Lula, Trump’ın BRICS ülkelerine yönelik gümrük tehdidine şu yanıtı verdi:“Bana göre bu, Amerika gibi büyük bir ülkenin başkanına yakışır sorumlu ve ciddi bir davranış değil; dünyayı internet üzerinden tehdit etmek doğru bir yol değil.”Çin Dışişleri Bakanlığı sözcüsü de Trump’ın sözlerine karşılık olarak şunları söyledi: “Gümrük ve ticaret savaşlarının kazananı olmaz.

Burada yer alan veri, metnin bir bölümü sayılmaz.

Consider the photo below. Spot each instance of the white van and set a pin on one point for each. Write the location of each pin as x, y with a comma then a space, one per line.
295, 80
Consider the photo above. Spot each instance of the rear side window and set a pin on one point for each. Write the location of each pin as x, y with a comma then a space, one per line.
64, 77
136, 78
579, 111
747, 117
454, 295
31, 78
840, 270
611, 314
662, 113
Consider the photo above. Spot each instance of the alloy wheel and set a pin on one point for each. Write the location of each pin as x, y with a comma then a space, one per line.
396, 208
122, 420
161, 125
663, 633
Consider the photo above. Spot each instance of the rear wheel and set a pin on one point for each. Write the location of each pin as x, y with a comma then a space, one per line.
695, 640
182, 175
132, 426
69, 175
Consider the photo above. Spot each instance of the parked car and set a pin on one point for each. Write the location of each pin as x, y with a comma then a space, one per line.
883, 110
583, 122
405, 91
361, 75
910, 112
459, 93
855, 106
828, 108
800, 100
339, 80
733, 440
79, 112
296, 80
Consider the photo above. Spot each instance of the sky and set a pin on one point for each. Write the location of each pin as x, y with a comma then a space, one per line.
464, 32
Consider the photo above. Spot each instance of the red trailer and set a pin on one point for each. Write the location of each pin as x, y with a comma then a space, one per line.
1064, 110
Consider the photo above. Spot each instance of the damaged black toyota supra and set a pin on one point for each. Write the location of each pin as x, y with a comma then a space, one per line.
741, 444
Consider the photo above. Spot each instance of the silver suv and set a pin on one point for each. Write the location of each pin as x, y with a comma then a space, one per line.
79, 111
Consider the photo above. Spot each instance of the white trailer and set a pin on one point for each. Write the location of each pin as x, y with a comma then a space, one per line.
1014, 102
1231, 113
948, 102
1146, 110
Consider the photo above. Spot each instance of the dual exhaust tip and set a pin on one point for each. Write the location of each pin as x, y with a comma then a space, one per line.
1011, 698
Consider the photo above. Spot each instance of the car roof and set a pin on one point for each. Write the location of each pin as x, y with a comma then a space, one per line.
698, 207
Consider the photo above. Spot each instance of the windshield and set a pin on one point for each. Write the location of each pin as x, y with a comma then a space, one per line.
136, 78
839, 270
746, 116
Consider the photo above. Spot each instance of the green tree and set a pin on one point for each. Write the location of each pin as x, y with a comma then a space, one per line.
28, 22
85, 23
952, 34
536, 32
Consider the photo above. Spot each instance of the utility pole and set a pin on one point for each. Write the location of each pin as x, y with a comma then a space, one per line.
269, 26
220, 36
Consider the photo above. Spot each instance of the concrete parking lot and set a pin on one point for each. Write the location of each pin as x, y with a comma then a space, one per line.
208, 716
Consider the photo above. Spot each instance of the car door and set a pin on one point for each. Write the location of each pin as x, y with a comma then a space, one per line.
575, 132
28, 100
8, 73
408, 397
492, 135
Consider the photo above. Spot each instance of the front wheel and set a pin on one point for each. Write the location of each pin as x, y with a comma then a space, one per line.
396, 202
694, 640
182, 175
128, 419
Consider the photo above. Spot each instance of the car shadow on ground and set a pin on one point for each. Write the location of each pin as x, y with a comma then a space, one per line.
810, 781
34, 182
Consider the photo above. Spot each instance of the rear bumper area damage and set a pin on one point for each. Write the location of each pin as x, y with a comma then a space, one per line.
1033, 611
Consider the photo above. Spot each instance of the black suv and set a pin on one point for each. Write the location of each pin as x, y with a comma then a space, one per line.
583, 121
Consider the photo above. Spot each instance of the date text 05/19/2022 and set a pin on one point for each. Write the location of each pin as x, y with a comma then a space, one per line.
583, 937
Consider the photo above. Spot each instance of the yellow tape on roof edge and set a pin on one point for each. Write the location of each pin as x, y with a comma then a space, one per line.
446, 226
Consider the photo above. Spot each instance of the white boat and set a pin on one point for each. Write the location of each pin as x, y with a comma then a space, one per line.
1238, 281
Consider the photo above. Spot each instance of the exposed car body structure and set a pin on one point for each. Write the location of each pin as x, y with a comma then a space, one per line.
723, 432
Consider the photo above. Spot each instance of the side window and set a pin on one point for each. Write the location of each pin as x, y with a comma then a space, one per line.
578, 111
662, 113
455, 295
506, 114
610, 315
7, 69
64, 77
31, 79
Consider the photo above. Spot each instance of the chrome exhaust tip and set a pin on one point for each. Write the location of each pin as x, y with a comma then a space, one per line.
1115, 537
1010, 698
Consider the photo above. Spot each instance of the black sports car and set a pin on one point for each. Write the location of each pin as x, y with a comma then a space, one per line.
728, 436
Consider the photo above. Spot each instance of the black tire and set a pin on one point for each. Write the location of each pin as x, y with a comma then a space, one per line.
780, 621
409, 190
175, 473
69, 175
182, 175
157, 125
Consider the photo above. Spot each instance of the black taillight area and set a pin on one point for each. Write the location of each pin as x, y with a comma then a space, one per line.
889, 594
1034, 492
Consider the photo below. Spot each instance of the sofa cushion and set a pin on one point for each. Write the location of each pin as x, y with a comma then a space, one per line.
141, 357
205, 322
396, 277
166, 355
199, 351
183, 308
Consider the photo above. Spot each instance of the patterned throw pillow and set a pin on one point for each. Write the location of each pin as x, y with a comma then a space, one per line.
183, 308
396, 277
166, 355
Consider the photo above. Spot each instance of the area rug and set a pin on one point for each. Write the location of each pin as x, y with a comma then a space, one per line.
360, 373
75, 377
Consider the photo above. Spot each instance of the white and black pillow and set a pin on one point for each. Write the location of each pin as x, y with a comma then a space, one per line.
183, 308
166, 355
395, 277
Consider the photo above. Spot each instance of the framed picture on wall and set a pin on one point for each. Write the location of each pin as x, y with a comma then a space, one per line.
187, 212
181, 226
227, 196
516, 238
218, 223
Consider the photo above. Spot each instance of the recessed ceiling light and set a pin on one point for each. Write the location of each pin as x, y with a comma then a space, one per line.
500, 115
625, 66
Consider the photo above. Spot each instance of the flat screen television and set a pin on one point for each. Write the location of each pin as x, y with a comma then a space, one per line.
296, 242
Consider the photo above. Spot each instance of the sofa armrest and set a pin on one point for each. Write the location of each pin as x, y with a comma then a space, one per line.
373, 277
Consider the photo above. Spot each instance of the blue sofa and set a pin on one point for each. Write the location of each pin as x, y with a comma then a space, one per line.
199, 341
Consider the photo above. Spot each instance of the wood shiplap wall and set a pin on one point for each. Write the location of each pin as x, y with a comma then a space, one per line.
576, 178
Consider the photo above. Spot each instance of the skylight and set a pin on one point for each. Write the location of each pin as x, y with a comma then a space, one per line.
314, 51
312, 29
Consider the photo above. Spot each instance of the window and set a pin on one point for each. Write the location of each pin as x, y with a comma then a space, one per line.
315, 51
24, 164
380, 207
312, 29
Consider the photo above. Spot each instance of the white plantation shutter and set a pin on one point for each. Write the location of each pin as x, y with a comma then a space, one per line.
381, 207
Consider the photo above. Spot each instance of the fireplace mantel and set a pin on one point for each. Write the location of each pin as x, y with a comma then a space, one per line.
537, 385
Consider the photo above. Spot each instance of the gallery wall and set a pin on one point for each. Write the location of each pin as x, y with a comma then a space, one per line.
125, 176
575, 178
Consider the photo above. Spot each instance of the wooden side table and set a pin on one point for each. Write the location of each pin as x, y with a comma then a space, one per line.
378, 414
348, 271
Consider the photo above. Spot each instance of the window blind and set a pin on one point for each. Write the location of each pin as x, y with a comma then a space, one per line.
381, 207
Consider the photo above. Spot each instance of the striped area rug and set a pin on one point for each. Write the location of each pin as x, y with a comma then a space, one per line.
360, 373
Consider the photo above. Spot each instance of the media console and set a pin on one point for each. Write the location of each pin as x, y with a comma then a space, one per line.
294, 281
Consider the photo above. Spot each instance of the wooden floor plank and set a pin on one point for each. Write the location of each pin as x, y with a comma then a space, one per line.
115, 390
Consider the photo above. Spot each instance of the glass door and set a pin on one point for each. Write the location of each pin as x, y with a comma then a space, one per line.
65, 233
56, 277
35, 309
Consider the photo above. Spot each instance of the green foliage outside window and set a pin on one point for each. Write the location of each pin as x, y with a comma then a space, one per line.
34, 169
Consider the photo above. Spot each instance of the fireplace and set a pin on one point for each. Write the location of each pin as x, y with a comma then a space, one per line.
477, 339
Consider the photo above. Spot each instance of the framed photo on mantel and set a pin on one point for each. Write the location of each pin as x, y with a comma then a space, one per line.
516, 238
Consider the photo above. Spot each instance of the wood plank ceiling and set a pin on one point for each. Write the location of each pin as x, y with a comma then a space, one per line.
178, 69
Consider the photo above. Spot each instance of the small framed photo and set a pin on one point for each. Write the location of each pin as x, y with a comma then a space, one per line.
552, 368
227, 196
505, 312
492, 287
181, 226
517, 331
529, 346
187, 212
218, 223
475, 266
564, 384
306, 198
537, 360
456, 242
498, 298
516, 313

Bu tür öneriler hiçbir yere varmaz.”Trump’ın BRICS ülkelerine yönelik tehditleri, ABD’nin uzun süredir dolara dayalı yaptırımlar, SWIFT sisteminden çıkarma ve varlıkların dondurulması gibi araçlarla siyasi ve jeopolitik hedeflerine ulaşmaya çalıştığı bir döneme denk geliyor.
Bu nedenle birçok ülke, yerel para birimlerini kullanmak ve dolar dışı ödeme sistemlerine yönelmek için alternatif yollar aramaya başladı.
Ayrıca ABD’nin devasa kamu borcu, ülkelerin dolara olan güvenini sarsmış durumda.Rusya Dışişleri Bakanı Sergey Lavrov bu konuda şöyle dedi:“Daha önce güvenilir bir ödeme aracı olarak kabul edilen ABD dolarına olan güven zayıflamış durumda. ABD’nin borcu hızla kontrolden çıkıyor ve benzeri görülmemiş bir seviyeye, 37 trilyon dolara ulaştı.”Uzmanlara göre, Trump’ın aniden ve kapsamlı şekilde gümrük tarifeleri açıklaması ve ticaret politikalarındaki belirsizlik, yatırımcıların Amerikan varlıklarından çıkmasına neden oldu. Bu durum da doların değer kaybetmesine yol açtı.Dolayısıyla görünen o ki, ABD’nin zarar görmesi daha çok diğer ülkelerin politikaları değil, bizzat kendi liderlerinin uygulamaları nedeniyle gerçekleşmiştir.Buna rağmen Trump, hâlâ tek taraflı baskı politikalarıyla kendi fikir ve hedeflerini dayatmak ve Amerikan çıkarlarını maksimize etmek istiyor.